E se eu parecesse perigoso
Você ficaria com medo?
Tenho a sensação apenas, porque
Tudo o que eu toco não é obscuro o bastante
Se o problema está em mim (...)
Um monstro, um monstro
Eu estou virando um monstro...

— Imagine Dragons, "Monster"

Apolo olhou para o líquido rubro dentro do seu copo sem levá-lo aos lábios, encarando o reflexo turvo das próprias íris azuis. Depois ergueu a face para o palco, onde o menino dos seus olhos ainda dançava loucamente, a música alta e frenética tamborilando em descompassos nos seus ouvidos. Então voltou os olhos para o copo. Para o menino. E para o copo outra vez.

Estava assim há uma hora.

"Eu vejo o Tártaro preso nas garras de um gato vermelho" Apolo se lembrava, pela octogésima nona vez. Tinha imaginado muitas coisas quando as palavras saíram do seu oráculo.

Mas nunca, nunca, nunca imaginaria aquilo...

*
— Cinco horas atrás —

— Perdão, o que disse? — Eros tentou, os lábios partidos, na esperança de que a sua mente finalmente estivesse cobrando pela insônia recente e lhe pregando peças. Qualquer coisa era melhor do que ele achou que tinha ouvido.

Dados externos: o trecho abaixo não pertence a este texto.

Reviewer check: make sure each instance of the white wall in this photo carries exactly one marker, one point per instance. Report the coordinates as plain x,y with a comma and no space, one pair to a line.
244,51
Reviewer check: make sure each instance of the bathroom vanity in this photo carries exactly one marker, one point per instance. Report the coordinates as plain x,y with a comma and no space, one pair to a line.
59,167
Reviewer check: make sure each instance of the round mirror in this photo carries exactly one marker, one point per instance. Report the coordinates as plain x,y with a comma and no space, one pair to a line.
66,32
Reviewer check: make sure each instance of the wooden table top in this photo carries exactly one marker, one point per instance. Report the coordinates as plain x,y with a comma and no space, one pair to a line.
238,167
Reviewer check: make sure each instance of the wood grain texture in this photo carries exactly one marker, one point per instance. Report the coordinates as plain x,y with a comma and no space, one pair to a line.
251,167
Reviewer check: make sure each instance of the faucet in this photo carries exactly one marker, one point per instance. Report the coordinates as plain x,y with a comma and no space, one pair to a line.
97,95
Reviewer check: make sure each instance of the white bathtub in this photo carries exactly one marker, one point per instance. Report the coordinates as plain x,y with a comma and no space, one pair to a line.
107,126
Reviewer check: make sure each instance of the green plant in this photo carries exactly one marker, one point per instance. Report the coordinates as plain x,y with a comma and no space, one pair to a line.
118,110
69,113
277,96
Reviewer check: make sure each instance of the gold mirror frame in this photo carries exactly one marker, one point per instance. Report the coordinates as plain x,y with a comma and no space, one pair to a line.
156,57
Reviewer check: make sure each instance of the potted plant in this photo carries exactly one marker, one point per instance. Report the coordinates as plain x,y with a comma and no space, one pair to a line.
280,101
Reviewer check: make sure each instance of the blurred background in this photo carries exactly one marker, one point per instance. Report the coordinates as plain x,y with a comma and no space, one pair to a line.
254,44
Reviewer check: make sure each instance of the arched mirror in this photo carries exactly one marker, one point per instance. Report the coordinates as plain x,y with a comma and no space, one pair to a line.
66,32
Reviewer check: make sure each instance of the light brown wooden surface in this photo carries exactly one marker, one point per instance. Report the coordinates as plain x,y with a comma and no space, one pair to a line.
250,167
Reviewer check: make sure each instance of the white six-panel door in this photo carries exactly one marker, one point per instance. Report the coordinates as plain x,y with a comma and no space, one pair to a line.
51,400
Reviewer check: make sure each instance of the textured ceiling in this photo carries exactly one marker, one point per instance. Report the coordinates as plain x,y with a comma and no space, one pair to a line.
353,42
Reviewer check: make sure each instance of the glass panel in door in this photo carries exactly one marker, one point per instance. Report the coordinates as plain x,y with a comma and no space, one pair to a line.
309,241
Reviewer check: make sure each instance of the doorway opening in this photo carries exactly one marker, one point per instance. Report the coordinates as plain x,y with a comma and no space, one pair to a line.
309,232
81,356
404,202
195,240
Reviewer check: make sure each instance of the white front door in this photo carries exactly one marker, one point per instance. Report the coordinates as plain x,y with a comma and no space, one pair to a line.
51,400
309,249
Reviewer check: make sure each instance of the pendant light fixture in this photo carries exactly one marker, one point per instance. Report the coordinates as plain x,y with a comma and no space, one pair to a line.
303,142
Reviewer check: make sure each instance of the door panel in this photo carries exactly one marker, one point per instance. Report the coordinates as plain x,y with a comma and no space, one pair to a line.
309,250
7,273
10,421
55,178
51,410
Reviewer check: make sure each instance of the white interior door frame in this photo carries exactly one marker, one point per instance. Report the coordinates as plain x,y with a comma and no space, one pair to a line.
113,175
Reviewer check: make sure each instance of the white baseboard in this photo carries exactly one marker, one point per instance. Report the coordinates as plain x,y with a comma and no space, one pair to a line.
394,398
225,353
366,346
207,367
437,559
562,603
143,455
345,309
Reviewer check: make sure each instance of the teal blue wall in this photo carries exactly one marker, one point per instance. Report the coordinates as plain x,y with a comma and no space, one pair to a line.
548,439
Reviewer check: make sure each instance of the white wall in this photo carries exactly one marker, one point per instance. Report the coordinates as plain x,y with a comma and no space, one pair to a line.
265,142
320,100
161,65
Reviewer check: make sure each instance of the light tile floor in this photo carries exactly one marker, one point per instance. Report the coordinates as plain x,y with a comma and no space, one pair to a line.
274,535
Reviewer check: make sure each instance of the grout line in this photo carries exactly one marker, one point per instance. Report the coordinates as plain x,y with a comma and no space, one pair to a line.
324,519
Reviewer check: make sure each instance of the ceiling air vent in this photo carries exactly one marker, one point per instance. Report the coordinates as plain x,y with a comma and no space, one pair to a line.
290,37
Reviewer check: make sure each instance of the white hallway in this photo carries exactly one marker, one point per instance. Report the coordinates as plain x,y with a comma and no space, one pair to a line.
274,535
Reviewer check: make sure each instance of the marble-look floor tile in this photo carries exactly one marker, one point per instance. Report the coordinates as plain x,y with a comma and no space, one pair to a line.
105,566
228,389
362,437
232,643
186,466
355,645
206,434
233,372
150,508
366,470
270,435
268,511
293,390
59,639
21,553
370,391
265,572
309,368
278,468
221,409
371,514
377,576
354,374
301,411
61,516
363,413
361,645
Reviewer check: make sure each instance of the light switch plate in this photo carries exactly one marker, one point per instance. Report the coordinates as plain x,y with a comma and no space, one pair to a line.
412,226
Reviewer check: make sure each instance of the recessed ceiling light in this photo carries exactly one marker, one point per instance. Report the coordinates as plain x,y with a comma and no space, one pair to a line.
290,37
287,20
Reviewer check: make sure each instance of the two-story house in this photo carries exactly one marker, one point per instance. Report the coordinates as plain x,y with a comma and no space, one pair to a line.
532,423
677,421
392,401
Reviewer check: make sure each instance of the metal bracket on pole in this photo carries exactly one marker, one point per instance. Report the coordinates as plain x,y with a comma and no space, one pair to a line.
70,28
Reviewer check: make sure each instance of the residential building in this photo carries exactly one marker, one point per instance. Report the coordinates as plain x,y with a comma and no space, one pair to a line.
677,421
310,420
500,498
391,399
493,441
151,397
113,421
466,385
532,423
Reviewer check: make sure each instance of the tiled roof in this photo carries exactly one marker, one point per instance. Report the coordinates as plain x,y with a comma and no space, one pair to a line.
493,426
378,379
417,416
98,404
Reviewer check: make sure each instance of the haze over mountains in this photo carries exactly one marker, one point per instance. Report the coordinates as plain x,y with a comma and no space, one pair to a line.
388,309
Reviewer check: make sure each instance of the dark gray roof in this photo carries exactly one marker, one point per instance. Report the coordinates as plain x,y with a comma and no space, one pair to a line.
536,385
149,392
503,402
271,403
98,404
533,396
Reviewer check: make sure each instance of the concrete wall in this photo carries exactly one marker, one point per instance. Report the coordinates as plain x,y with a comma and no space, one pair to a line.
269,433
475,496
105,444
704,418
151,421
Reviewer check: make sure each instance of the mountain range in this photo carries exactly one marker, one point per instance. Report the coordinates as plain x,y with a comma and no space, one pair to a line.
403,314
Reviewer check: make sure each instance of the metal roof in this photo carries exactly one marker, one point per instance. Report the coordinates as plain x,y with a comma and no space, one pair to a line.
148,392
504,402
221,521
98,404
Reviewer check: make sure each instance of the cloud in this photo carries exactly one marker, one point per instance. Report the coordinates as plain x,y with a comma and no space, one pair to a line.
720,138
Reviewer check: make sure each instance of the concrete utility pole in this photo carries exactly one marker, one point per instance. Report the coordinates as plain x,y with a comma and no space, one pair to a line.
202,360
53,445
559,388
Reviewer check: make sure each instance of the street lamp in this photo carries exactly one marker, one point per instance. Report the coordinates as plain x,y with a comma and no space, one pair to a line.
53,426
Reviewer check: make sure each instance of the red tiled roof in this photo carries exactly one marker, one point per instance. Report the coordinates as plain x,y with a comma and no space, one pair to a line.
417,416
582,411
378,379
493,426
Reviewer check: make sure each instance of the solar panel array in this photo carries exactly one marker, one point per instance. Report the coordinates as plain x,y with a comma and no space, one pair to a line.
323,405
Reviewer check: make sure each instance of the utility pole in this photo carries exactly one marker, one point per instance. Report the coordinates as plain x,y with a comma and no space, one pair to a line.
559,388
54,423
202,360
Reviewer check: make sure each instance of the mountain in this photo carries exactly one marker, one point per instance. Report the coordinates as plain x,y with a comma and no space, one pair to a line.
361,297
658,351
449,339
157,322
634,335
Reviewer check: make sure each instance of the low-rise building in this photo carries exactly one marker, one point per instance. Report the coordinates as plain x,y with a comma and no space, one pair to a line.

— Ele disse "Gigantes" — foi Apolo quem respondeu, num tom mortalmente austero e rígido, as íris cravadas a sua frente.

TUM!

O barulho continuava, cada vez mais alto, pesado e sombrio. E em toda bacada ruidosa, o chão sobre eles estremecia. Os tijolos do Palácio do Vinho rangiam. Aves celestes que cantarolavam displicentemente pelos jardins do Olimpo, alçaram voou num desespero coletivo, quase batendo as asas entre si. O ar começou a permear-se com um cheiro pinicante e desagradável de enxofre, podridão e piche.

Maldição. Apolo pensou, esticando a braço direito, num movimento treinado e já instintivo. O ar perto dos seus dedos começou a reluzir, tomado por faíscas erráticas sem origem nem destino, que apenas surgiam e morriam dentro de um espaço pequeno. Pode-se ouvir uma leve descompressão, parecida com o ar vasado ao se estourar um balão, quando as barreiras do espaço-tempo eram manipuladas e expandidas. Com esse som mínimo e mais uma série de lampejos elétricos, um arco dourado e elegante surgiu em sua mão.

Eros quase pulou para trás, num arquejo surpreso. Legal. Não evitou pensar, vendo o Sol também materializar uma aljava cheia. Não importa o que aconteça, ele vai ter que me ensinar isso um dia.

— Hermes... — Apolo chamou, num tom autoritário e urgente.

— Eu sei. — o irmão adiantou, as asinhas já empurrando o ar embaixo dos seus pés, elevando-o acima de todos. — Proteja-os. — Mercúrio pediu, embora seu timbre beirasse a exigência, dando um último olhar discreto para Cupido. Então partiu tão veloz que foi impossível acompanhá-lo com os olhos em segundos.

— Aonde ele vai? — Eros perguntou, a voz lhe saindo ligeiramente aguda.

— Reunir todos os deuses guerreiros que estiverem no Olimpo. — Apolo o respondeu sem olhar, acomodando a alça da aljava familiar e pesada em torno do peito. — Estamos muito perto. É provável que ainda não tenham ouvido.

TUM!

Um ruído particularmente alto ecoou pelo lugar, rachando a terra a poucos metros e causando um calafrio em Cupido.

— Ele v-vai lutar? — questionou, soando baixo e tremido.

— Vai. —Apolo retrucou mecanicamente, nem vendo o quando aquilo o deixou empalidecido — Agora vocês precisam entrar. — ordenou, virando-se para os três deuses que ainda estavam ali. — Voltem para o Palácio. Alertem os servos para que não saiam em hipótese nenhuma. Tranquem tudo pelo caminho. Se houver algum espaço subterrâneo, tanto melhor. Acomodem todos lá e esperem. — ele disparou todas as ordens numa constância ordenada e clara, como se fizesse isso todos os dias da sua vida.